Бирон мысленно усмехнулся. Ему-то, если быть до конца честным, эта затея казалась весьма варварской, да и Татищева он не терпел. Но исполнено дело было с блеском!
Здание из ледяных глыб, поливаемых горячей водой, было поставлено на Неве, между Зимним дворцом и Адмиралтейством. Длина его равнялась десяти саженям, ширина — трем и высота — пяти саженям. На вершине его находилась сквозная галерея, украшенная колоннами и статуями. Крыльцо с перилами, вырезанными изо льда, вело в залу, освещенную тремя окнами, которая разделяла дом на две части: с одной стороны — спальня с огромной кроватью, на которой занавески, перина, одеяло и подушки также были изо льда. В камине пылали глыбы льда, облитые керосином[51]. Напротив спальни находилась уборная. А еще в ледяном дворце имелась гостиная — мебель, вырезанная изо льда, выглядела необыкновенно роскошно, а часы с механизмом, просвечивающим сквозь прозрачные ледяные стенки, игральный столик с картами и статуи поражали воображение. Была здесь также столовая: посуда, чайный сервиз, набор всевозможных блюд также ледяные, раскрашенные в разнообразные цвета. Перед дворцом стояли шесть ледяных пушек и две мортиры на ледяных лафетах. Они стреляли ледяными бомбами и деревянными ядрами. Два дельфина извергали из своих ледяных глоток потоки горевшей нефти, а ледяной слон выбрасывал из хобота струю воды и страшно рычал (для этого внутри его сидел человек). Напротив ледяного дома стояла ледяная же… баня.

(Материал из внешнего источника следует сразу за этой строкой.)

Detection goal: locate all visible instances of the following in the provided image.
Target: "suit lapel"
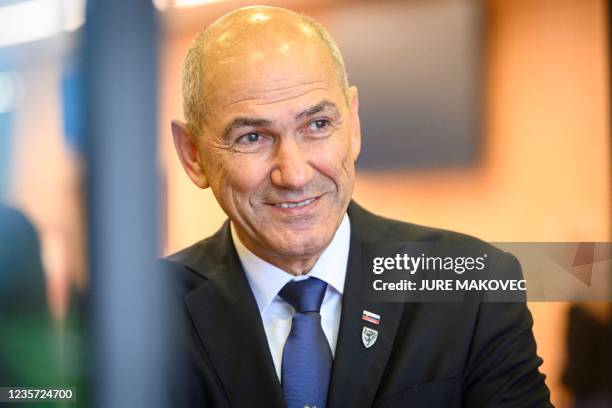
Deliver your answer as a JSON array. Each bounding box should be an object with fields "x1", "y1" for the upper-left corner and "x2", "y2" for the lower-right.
[
  {"x1": 185, "y1": 224, "x2": 285, "y2": 407},
  {"x1": 328, "y1": 234, "x2": 403, "y2": 408}
]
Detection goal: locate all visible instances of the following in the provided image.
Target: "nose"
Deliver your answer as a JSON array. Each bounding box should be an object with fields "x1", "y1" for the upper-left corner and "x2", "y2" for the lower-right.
[{"x1": 270, "y1": 138, "x2": 313, "y2": 190}]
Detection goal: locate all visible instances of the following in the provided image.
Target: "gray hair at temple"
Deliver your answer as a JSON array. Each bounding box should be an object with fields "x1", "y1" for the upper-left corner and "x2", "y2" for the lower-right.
[{"x1": 182, "y1": 8, "x2": 348, "y2": 136}]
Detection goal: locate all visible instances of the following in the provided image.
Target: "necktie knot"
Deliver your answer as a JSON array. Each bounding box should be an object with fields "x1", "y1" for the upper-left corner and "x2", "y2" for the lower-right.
[{"x1": 278, "y1": 278, "x2": 327, "y2": 313}]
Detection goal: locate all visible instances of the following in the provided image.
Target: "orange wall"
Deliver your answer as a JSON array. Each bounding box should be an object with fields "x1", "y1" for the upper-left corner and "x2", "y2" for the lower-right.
[{"x1": 160, "y1": 0, "x2": 610, "y2": 407}]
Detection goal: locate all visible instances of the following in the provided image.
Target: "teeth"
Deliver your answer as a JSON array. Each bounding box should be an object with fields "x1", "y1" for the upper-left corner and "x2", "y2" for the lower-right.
[{"x1": 274, "y1": 198, "x2": 315, "y2": 208}]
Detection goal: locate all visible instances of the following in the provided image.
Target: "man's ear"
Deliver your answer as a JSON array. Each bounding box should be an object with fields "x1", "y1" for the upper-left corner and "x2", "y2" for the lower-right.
[
  {"x1": 348, "y1": 86, "x2": 361, "y2": 161},
  {"x1": 172, "y1": 120, "x2": 209, "y2": 188}
]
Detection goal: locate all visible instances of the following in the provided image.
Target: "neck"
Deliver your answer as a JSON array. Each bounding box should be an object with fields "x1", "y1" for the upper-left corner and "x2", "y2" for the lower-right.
[{"x1": 232, "y1": 226, "x2": 327, "y2": 276}]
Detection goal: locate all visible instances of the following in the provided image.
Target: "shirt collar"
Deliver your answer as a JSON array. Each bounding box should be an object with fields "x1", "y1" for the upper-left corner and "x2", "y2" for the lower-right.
[{"x1": 231, "y1": 214, "x2": 351, "y2": 314}]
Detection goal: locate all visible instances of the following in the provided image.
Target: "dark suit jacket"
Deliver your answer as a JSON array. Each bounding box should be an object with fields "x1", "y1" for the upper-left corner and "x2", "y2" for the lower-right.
[{"x1": 165, "y1": 202, "x2": 551, "y2": 408}]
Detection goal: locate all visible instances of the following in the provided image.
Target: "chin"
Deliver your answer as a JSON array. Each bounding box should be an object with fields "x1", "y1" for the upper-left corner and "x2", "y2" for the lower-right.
[{"x1": 271, "y1": 231, "x2": 333, "y2": 257}]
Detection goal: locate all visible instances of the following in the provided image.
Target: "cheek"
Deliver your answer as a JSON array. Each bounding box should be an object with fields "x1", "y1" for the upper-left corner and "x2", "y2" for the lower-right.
[{"x1": 215, "y1": 155, "x2": 268, "y2": 195}]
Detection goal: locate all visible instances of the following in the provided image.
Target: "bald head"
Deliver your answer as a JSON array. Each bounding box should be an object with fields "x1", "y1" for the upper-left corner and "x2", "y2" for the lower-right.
[{"x1": 183, "y1": 6, "x2": 348, "y2": 135}]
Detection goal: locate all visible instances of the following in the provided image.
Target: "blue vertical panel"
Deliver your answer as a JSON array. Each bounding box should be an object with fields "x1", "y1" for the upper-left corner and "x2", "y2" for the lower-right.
[
  {"x1": 84, "y1": 0, "x2": 165, "y2": 408},
  {"x1": 0, "y1": 112, "x2": 12, "y2": 202}
]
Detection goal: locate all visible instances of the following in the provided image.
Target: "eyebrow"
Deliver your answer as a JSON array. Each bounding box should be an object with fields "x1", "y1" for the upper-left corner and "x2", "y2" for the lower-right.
[
  {"x1": 223, "y1": 99, "x2": 339, "y2": 139},
  {"x1": 295, "y1": 99, "x2": 339, "y2": 121}
]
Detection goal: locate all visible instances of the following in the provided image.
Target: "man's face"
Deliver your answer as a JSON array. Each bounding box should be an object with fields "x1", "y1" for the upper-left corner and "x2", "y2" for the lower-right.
[{"x1": 196, "y1": 37, "x2": 360, "y2": 258}]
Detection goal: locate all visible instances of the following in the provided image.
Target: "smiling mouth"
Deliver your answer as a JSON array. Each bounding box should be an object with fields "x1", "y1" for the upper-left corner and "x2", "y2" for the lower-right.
[{"x1": 272, "y1": 197, "x2": 319, "y2": 208}]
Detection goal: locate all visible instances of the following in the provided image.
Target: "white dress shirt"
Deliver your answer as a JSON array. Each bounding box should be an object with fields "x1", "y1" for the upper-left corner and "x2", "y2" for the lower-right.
[{"x1": 231, "y1": 214, "x2": 351, "y2": 380}]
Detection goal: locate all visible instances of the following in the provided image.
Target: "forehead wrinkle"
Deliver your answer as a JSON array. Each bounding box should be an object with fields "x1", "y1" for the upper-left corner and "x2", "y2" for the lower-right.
[{"x1": 223, "y1": 81, "x2": 329, "y2": 108}]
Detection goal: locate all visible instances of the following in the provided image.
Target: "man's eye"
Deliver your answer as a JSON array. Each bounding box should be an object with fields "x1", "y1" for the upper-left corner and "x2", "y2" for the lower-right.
[
  {"x1": 236, "y1": 132, "x2": 262, "y2": 144},
  {"x1": 308, "y1": 119, "x2": 329, "y2": 130}
]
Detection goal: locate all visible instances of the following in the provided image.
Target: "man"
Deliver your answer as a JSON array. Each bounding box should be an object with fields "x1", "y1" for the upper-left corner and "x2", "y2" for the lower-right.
[{"x1": 167, "y1": 7, "x2": 550, "y2": 408}]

Над сооружением диковинки трудилась специальная комиссия под председательством строптивца Волынского…
При воспоминании этого имени Бирон нахмурился. Вот уж воистину — в каждой, даже самой большой бочке меду непременно размешана ложка дегтя! Образ кабинет-министра Артемия Петровича Волынского, выходца из древнейшего рода Боброк-Волынских, породнившихся с Рюриковичами, помешанного на знатности своего происхождения (оно совершенно затмевало ордынских выскочек Нарышкиных, да и Романовых, если на то пошло!) и закончившего жизнь на плахе, с вырванным языком, — этот образ не то чтобы тревожил совесть фаворита, однако был неприятным воспоминанием. А впрочем, философски пожал плечами Бирон, вольно же было Волынскому, обласканному властью, имевшему неограниченное влияние на государственную политику, получавшему карт-бланш на все свои начинания, этак-то занестись, чтобы самому срубить сук, на котором он сидел! Он непомерно гордился и своим родословием, и мечом, который будто бы служил на Куликовом поле, и герб свой украсил… императорскими эмблемами. Без шуток — он именно в себе видел следующего русского государя…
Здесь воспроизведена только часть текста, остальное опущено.